Business models—whether they are models for analyzing market trends or running a major auto manufacturer—typically assume that history provides a guide to future outcomes. Such an assumption is usually reliable, but whenever events fall outside historical norms, the results can be catastrophic. Against this background, consider the introduction of computer-based program trading, arguably the most important change in global investing since the founding of the first mutual fund—the Massachusetts Investors Trust—in 1924. Over the past 20 years on Wall Street, computer-based models have gradually replaced human networks of strategists and traders. Quantitative analysts (“Quants”) trained in mathematics and physics have used sophisticated data analytics and modeling skills to evaluate securities and develop portfolio-management theories. The advent of Quants has allowed firms of all stripes to trade ever-larger volumes of securities and to extend their activities to new and exotic instruments. Using either mathematical or statistical models, firms have also been able to trade huge volumes of securities globally. In many cases, the computers didn’t just provide advice, they actually executed stock trades. By the end of September 2008, the global stock exchange NYSE Euronext reported that so-called program trading, in which computers execute trades based on programs developed by Quants without specific human intervention, represented almost 17 percent of trades—more than 900 million shares per day…
Computer models have three inherent problems. The first problem is that those who created the models don’t understand the markets. Modelers are experts in math, computer science, or physics. They are not generally experts in stocks, bonds, markets, or psychology. Modelers like to think of markets as efficient abstractions, but these abstractions can never fully account for the messy and irrational actions that humans take for emotional reasons. Moreover, as we have seen, they construct their models or programs based on a study of historical market data. They test them by showing how well the model would have performed in a given historical situation. Because their programs must have some parameters, modelers necessarily have to exclude unprecedented circumstances like the current simultaneous volatility in global debt, equity, currency, and commodity markets.

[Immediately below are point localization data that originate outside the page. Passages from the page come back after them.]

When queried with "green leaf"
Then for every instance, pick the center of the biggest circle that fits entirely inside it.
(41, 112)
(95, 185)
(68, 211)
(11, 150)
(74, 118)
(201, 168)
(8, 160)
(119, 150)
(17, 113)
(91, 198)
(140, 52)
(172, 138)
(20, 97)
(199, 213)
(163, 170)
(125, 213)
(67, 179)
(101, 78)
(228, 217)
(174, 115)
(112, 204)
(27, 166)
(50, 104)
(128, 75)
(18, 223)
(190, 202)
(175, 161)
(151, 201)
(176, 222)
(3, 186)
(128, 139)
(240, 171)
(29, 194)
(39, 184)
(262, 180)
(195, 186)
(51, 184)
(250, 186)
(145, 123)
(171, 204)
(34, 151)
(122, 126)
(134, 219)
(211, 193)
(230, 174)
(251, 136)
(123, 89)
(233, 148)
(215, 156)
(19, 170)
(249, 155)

The second problem is that managers don’t understand the modelers. Most of the current generation of senior executives on Wall Street lack the technical background to understand the models (or the algorithms that underlie them) that power their own firms’ trading strategies. Because they are unable to speak the same language as the people creating the models, the managers have difficulty framing the questions necessary to comprehend how the models might respond to different situations. The problem here goes beyond comprehension. Even if the executives were Quants, they might well not understand as much as they would like about the programs running their businesses. The models themselves—and particularly the interaction among models—has grown so complex that it may have become impossible for any human to fully grasp the types and volumes of derivatives traded in this way or to predict how the models will interact with each other.
The third problem is that the models don’t “understand” each other. Each model executes its own strategy based on its calculus for maximizing value in a given market. But individual models are not able to take into account the role other models play in driving the markets. As a result, each program reacts almost in real time to the actions of other programs, potentially compounding volatility and leading to wild market swings. As we have seen, this happened recently when a set of models analyzing market data led their respective firms to liquidate assets and maximize their cash positions. The cumulative effect intensified the resulting selloff.